CC BY-NC-ND 4.0 · Yearb Med Inform 2020; 29(01): 115-120
DOI: 10.1055/s-0040-1701975
Section 3: Clinical Information Systems
Working Group Contribution
Georg Thieme Verlag KG Stuttgart

Progress in Characterizing the Human Exposome: a Key Step for Precision Medicine

Fernando Martin-Sanchez
1   Instituto de Salud Carlos III (ISCIII), Madrid, Spain
5   The University of Melbourne, Australia
,
Riccardo Bellazzi
2   University of Pavia, Italy
,
Vittorio Casella
2   University of Pavia, Italy
,
William Dixon
3   The University of Manchester, UK
,
Guillermo Lopez-Campos
4   Queens University, Belfast, Northern Ireland, UK
,
Niels Peek
3   The University of Manchester, UK
› Author Affiliations
Further Information

Publication History

Publication Date:
17 April 2020 (online)

Summary

Objective: Most diseases result from the complex interplay between genetic and environmental factors. The exposome can be defined as a systematic approach to acquire large data sets corresponding to environmental exposures of an individual along her/ his life. The objective of this contribution is to raise awareness within the health informatics community about the importance of dealing with data related to the contribution of environmental factors to individual health, particularly in the context of precision medicine informatics.
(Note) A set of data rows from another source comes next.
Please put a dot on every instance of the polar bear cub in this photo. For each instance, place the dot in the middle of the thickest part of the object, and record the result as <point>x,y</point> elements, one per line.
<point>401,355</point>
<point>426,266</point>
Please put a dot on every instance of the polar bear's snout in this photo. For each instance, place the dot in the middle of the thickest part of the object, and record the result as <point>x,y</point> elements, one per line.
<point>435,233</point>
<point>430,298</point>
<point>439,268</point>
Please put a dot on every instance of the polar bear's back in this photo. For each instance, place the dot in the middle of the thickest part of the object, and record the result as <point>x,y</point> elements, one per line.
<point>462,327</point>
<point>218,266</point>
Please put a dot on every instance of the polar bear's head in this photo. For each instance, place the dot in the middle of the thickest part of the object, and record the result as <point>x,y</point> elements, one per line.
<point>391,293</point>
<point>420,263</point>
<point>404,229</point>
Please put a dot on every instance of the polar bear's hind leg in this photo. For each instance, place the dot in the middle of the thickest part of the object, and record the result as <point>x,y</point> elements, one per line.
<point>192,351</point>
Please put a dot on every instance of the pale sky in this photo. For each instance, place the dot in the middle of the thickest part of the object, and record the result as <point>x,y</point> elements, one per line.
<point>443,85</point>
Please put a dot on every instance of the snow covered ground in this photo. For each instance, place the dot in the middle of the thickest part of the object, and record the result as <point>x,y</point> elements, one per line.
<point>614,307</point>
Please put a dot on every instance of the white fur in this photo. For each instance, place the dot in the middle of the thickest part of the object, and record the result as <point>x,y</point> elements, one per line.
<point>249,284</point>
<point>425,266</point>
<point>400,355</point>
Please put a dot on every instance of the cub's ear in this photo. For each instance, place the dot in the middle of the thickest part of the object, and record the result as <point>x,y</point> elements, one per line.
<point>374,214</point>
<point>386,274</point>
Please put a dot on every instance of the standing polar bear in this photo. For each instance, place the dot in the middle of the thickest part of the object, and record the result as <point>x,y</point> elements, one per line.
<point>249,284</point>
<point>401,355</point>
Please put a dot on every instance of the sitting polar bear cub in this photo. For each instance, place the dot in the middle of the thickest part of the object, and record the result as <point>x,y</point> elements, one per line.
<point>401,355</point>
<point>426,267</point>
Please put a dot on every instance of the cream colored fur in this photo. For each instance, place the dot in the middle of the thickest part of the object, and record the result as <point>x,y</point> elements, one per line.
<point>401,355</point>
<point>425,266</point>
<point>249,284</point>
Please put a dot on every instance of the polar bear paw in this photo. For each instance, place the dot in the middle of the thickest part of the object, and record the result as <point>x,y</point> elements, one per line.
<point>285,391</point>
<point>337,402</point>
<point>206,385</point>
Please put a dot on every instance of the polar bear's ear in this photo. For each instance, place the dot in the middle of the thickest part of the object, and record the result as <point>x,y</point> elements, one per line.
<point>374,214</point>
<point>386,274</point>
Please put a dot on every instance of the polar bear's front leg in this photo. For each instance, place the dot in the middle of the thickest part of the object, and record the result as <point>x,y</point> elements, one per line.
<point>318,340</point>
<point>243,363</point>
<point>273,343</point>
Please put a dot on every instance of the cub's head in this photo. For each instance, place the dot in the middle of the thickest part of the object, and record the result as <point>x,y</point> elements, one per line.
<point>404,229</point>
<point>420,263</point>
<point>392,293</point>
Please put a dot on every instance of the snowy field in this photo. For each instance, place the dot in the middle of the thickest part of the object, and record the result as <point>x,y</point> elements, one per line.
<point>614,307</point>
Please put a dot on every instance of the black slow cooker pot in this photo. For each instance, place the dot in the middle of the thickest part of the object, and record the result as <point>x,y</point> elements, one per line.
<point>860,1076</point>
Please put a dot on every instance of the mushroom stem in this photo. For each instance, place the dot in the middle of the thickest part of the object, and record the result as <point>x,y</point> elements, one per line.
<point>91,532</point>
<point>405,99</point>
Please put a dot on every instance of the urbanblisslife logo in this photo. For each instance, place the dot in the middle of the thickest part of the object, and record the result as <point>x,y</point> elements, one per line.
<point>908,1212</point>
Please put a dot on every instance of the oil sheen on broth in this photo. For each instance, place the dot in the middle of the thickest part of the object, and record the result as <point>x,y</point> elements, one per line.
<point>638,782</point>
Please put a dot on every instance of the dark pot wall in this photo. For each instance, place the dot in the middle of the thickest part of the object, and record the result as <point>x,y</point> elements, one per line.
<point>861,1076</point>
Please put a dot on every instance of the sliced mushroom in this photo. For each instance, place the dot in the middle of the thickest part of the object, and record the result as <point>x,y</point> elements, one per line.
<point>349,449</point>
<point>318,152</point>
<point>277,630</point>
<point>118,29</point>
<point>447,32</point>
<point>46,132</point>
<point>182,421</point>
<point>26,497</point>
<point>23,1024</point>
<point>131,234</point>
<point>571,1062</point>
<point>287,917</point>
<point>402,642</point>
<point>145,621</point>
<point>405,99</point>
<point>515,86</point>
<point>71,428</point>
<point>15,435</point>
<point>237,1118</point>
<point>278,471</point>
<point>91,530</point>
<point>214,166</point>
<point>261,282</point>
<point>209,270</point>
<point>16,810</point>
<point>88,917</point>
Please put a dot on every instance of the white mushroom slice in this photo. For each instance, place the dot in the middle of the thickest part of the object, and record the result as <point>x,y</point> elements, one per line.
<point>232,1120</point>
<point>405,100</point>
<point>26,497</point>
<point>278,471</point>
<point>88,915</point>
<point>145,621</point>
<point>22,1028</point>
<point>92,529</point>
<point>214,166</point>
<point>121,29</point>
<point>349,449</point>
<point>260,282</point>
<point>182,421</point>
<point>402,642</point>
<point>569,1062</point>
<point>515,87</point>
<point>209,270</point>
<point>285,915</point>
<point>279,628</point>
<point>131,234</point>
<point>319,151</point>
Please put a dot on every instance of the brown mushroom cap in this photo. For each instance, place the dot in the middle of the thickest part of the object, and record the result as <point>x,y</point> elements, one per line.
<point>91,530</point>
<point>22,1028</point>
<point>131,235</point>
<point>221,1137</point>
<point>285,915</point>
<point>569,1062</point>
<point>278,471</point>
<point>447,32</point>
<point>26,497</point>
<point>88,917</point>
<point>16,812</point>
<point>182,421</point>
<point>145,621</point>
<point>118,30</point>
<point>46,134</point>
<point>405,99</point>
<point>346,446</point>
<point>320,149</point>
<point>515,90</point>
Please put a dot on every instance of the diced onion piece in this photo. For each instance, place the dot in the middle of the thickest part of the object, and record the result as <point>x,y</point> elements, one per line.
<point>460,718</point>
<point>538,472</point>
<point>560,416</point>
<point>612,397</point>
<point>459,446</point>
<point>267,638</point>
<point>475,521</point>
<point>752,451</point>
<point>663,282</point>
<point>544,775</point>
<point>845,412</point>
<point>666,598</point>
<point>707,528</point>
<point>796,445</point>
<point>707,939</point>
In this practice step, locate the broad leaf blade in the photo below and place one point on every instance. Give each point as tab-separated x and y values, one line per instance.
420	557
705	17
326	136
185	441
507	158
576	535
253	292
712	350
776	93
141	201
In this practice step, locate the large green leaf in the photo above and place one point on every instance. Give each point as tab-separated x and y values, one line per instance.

Methods: This article summarizes the main findings after a panel organized by the International Medical Informatics Association - Exposome Informatics Working Group held during the last MEDINFO, in Lyon (France) in August 2019.

Results: The members of our community presented four initiatives (PULSE, Digital exposome, Cloudy with a chance of pain, Wearable clinics), providing a detailed view of current challenges and accomplishments in processing environmental and social data from a health research perspective. Projects illustrate a wide range of research methods, digital data collection technologies, and analytics and visualization tools. This reinforces the idea that this area is now ready for health informaticians to step in and contribute their expertise, leading the application of informatics strategies to understand environmental health problems.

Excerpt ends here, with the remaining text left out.